Le maître de forges ne voulut rien voir. Il s’avança, toujours le chapeau sur la tête, et du même ton impertinent, il dit :
— Il est dix heures passées, messieurs.
Personne ne répondit et M. de Clameran allait poursuivre, lorsqu’il aperçut le banquier qu’il n’avait pas vu. Il marcha droit à lui.
— Enfin ! monsieur, s’écria-t-il, je vous trouve, et c’est vraiment fort heureux.
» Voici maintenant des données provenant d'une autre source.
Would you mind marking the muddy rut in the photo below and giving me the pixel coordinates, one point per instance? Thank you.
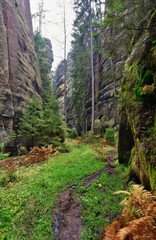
(67, 214)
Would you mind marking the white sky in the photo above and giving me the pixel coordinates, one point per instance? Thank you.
(53, 24)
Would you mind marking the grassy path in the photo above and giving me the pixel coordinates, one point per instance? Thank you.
(26, 204)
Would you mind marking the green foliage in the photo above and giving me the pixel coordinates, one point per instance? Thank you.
(109, 135)
(26, 205)
(4, 155)
(32, 121)
(89, 137)
(41, 52)
(99, 205)
(72, 133)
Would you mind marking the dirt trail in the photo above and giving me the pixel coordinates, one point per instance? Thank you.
(67, 215)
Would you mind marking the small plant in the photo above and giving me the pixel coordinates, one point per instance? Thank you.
(138, 217)
(3, 155)
(109, 135)
(72, 133)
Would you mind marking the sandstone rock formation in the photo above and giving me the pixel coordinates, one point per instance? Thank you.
(19, 72)
(137, 132)
(59, 79)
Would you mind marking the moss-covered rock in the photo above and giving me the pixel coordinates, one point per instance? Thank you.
(139, 97)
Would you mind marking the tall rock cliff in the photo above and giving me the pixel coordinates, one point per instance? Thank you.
(19, 72)
(137, 131)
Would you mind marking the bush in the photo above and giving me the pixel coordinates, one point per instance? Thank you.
(72, 133)
(3, 155)
(109, 135)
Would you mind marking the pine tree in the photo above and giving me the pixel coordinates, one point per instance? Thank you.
(41, 120)
(82, 57)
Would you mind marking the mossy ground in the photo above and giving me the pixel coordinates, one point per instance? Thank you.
(28, 201)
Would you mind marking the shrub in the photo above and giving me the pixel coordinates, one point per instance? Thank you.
(72, 133)
(3, 155)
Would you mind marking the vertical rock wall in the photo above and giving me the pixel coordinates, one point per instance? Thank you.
(19, 73)
(59, 79)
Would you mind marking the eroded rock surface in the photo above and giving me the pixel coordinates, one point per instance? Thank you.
(19, 72)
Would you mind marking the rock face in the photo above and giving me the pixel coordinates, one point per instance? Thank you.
(19, 72)
(59, 79)
(138, 117)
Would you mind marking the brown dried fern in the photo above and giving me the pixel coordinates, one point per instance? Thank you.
(138, 220)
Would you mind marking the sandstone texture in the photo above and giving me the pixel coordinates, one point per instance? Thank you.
(59, 81)
(19, 72)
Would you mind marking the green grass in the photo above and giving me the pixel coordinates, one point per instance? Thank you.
(27, 204)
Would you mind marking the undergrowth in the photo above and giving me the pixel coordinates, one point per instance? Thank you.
(26, 204)
(99, 205)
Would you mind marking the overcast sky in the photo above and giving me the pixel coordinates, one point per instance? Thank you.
(53, 24)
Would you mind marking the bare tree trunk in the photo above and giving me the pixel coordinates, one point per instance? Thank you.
(92, 73)
(40, 16)
(65, 62)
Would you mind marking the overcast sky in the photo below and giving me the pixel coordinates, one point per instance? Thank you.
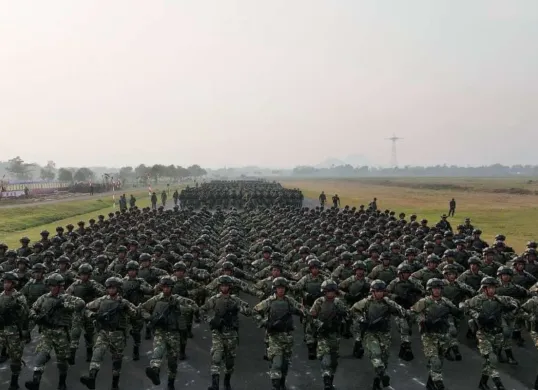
(274, 83)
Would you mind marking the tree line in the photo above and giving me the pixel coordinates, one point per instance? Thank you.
(19, 169)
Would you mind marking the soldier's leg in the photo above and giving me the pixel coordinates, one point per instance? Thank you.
(217, 352)
(42, 356)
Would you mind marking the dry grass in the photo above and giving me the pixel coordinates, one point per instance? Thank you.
(495, 213)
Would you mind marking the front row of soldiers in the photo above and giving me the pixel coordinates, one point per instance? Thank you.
(166, 313)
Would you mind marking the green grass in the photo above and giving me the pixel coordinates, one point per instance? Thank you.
(30, 221)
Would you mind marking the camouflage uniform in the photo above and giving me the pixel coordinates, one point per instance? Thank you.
(53, 312)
Déjà une fois, ce matin, je me suis présenté, la caisse n’était pas ouverte, le caissier n’était pas arrivé ; vous étiez absent.
— Vous vous trompez, monsieur, j’étais dans mon cabinet.
— On m’a cependant affirmé le contraire, et tenez, c’est monsieur que voici qui me l’a assuré.
Et du doigt le maître de forges désignait Cavaillon.
— Cela d’ailleurs importe peu, reprit-il ; je reviens, et cette fois non-seulement la caisse est fermée, mais on me refuse l’entrée des bureaux. Bien m’en a pris de violer la consigne ; vous allez me dire si je puis, oui ou non, retirer mes fonds.
M. Fauvel écoutait tremblant de colère ; de blême il était devenu cramoisi ; pourtant il se contenait.
— Je vous serais obligé, monsieur, dit-il enfin d’une voix sourde, de vouloir bien m’accorder un délai.
— Il me semble que vous m’aviez dit…
— Oui, hier. Mais ce matin, à l’instant, j’apprends que je suis victime d’un vol de 350,000 francs.
M. de Clameran s’inclina ironiquement.
— Et faudra-t-il attendre bien longtemps ? demanda-t-il.
— Le temps d’aller à la Banque.
Aussitôt, tournant le dos au maître de forges, M. Fauvel revint à son caissier.
— Préparez un bordereau, lui dit-il ; envoyez au plus vite ; qu’on prenne une voiture pour retirer les fonds disponibles à la Banque.
Prosper ne bougea pas.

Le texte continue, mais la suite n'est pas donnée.